Understanding AI —
a plain-language guide
No jargon, no hype. This guide breaks down how artificial intelligence actually works, so you can use Worx-AI with confidence and make sense of what's happening behind the scenes.
In This Article you will find:
What is AI? | How AI Learns | Key Concepts | Prompts | Tokens | What AI can do and can't do
What is artificial intelligence?
Artificial intelligence refers to computer systems that perform tasks that typically require human reasoning — things like understanding language, recognizing patterns, making predictions, or generating text and images.

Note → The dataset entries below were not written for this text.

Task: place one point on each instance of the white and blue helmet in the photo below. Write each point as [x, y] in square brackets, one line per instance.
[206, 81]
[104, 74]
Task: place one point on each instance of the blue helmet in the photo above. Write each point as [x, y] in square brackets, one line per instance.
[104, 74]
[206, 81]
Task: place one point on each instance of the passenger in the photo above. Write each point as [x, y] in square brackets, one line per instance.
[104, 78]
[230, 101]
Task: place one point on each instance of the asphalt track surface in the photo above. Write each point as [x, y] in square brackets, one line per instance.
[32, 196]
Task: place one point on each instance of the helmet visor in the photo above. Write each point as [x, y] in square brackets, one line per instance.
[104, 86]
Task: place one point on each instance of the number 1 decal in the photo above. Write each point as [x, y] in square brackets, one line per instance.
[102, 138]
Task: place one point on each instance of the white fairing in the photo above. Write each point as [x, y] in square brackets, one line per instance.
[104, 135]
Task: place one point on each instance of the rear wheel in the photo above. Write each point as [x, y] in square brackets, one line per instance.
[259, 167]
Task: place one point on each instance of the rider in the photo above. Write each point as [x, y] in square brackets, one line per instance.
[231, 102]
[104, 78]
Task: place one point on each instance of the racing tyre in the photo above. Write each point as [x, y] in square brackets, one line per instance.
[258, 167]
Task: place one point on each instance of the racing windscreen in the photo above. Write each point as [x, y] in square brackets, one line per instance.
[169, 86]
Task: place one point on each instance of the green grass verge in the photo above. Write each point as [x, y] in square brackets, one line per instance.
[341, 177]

Unlike traditional software, which follows a fixed set of rules written by developers, AI systems learn from examples. Instead of being told exactly what to do in every situation, they are exposed to large amounts of data and adjust their internal logic until they get good at a task.
How It Works?
Key Concepts
LLM (Large Language Model)
is a type of AI trained on vast amounts of text. It learns the statistical patterns of language — which words tend to follow which — and uses this to generate coherent, contextually relevant text. GPT-4, Claude, and Gemini are all LLMs. The "large" refers to the enormous number of parameters (sometimes hundreds of billions) inside the model, which is what gives it its broad capabilities.
AI model
is the finished result of the training process — a mathematical structure (technically a neural network) that takes an input and produces an output. Think of it like a very sophisticated function: you give it a question, it gives you an answer. The model doesn't "know" anything in the human sense; it calculates the most probable response based on patterns learned during training.
Context Window
is how much text the AI can "see" at one time — it's like short-term memory. If a conversation is too long, the AI may lose access to things said at the beginning. For Worx-AI, the context includes your question, any data passed in, and the conversation history. Context windows are measured in tokens and vary by model.
Inference
is what happens when the trained model is actually used — when it reads your question and generates a response. During inference, the model's weights are fixed (it's not learning or updating). It simply processes the input token by token and predicts what should come next, very quickly. Every time Worx-AI answers your question, that's inference happening.
Temperature
is a setting that controls how deterministic or creative the AI's responses are. A low temperature (close to 0) makes the AI stick to its most probable answer — useful for factual, analytical tasks like reading your OEE data. A high temperature makes it more varied and creative, useful for brainstorming. Worx-AI is configured with a low temperature to ensure its analysis is grounded and consistent.
Embeddings
are how AI converts words and phrases into numbers (vectors) so it can understand relationships between concepts. Words that are semantically similar end up with similar numerical values. This is why the AI understands that "downtime" and "unplanned stop" refer to similar things, even if the exact words are different. Embeddings are the foundation of how AI searches for meaning, not just keywords.
Retrieval-augmented generation (RAG)
Retrieval-augmented generation (RAG) is a technique where an AI system first retrieves relevant information
from a database or set of documents, then uses that information to generate a response.
Hallucinations
Hallucinations happen when AI generates content that sounds confident and plausible, but is factually wrong or completely made up.
Prompts — how you talk to AI
A prompt is any instruction or question you give to an AI model. It's the input that triggers a response. But not all prompts are equal — the way you phrase your request has a large impact on the quality of the answer you get.
A well-structured prompt typically includes four elements: Context, Role, Task, Format.
The more relevant context you provide, the more targeted and useful the AI's response will be. Vague prompts produce generic answers. Specific prompts produce specific, actionable insights.
Tokens — the unit of AI text
AI models don't read text the way humans do, word by word. Instead, they break text into tokens — small chunks that might be a word, part of a word, or even a punctuation mark. Tokenization is how the model processes language mathematically.
Why does this matter? Because AI models have a token limit — both for input and output. Longer conversations and larger data payloads consume more tokens. This is why very long documents sometimes need to be summarized before being passed to a model.
As a rough guide: 100 tokens ≈ 75 words in English.